Se ha producido un cambio de paradigma: los ordenadores ya no
están fuera sino dentro de nuestro cerebro. Y están sustituyendo a las familias
en su labor de sostén, amor y consuelo, y al profesorado en su la tarea de
educar, convirtiéndose en objetos de
apego. ¿Qué diría hoy día Winnicott[i],
el teórico de los objetos transicionales?
Hemos subvertido las relaciones humanas; ya no tenemos objetos amorosos que nos
acompañen en nuestro existir, sino máquinas que hemos integrado como parte de
nuestra subjetividad.
Es necesario que los poderes públicos, los centros educativos,
las familias y los especialistas en educación tengan amplitud de miras, y
diagnostiquen a las pantallas como responsables de tantas dificultades en el
alumnado.
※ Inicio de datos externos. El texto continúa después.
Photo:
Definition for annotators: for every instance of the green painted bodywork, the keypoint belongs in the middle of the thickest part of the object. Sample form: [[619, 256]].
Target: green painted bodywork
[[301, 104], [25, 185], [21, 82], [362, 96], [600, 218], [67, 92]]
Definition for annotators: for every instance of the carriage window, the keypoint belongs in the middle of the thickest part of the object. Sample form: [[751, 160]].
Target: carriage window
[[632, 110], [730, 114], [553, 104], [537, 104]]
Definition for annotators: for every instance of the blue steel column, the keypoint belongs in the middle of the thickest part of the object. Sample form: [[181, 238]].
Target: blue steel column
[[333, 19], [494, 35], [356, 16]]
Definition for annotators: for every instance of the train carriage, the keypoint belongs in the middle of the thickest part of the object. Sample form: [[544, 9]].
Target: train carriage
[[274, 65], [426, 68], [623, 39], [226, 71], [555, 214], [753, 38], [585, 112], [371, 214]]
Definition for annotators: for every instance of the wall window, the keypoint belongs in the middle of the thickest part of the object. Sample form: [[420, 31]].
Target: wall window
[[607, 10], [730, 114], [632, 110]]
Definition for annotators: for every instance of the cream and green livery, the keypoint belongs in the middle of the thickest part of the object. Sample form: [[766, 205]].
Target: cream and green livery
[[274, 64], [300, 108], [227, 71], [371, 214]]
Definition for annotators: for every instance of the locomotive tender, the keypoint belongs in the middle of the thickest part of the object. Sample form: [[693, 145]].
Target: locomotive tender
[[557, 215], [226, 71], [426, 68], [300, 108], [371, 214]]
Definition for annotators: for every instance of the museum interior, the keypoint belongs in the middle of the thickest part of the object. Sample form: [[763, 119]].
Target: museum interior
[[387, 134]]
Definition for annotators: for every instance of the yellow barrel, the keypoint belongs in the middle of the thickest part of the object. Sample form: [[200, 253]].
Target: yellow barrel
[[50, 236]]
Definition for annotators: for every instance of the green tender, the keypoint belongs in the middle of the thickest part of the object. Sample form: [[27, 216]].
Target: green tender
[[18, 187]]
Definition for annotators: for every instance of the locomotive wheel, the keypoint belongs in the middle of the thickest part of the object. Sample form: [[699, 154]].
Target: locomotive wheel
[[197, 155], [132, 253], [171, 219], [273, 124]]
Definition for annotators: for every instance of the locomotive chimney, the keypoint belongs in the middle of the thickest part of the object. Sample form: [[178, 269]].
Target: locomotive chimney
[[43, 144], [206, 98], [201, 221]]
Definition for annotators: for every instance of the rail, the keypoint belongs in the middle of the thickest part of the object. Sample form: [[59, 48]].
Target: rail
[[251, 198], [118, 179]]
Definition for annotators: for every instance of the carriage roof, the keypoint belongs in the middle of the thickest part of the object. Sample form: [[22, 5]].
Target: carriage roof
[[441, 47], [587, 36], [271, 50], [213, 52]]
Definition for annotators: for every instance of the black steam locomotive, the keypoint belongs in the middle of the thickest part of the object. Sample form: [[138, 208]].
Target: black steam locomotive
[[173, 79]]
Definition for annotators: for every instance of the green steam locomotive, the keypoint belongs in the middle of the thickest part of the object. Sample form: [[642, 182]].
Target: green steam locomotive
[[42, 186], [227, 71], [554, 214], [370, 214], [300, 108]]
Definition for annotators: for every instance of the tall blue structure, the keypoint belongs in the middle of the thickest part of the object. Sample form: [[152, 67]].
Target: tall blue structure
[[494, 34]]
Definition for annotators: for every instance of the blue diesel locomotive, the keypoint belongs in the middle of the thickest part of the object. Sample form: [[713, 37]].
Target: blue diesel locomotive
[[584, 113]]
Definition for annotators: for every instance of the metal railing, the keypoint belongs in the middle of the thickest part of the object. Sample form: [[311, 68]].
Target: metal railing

Porque la responsabilidad de los desvaríos no está en la infancia, el
eslabón más débil de la cadena, sino en las más altas instancias del poder y la
tecnología.
2 comentarios:
Me impresiona que los niños apenas lloren en el hospital. Igual me dice Jose Enrique, mi peluquero. Que ahora no hay que frenar a los niños para que no toqueteen todo lo que hay en la peluquería. Están tocando el móvil. Están “idos”, absortos, abducidos, dominados.
Y también me impresiona lo que dices de que la gran pantalla digital presida las clases como antes lo hacía el crucifijo.
¿Adónde van los niños prendidos en el móvil? ¿Cómo van a poder prescindir de él si se ha hecho carne con ellos?
Gracias por asustarme.
Gracias Mari Carmen. Ya sabes que es susto necesario en la actualidad.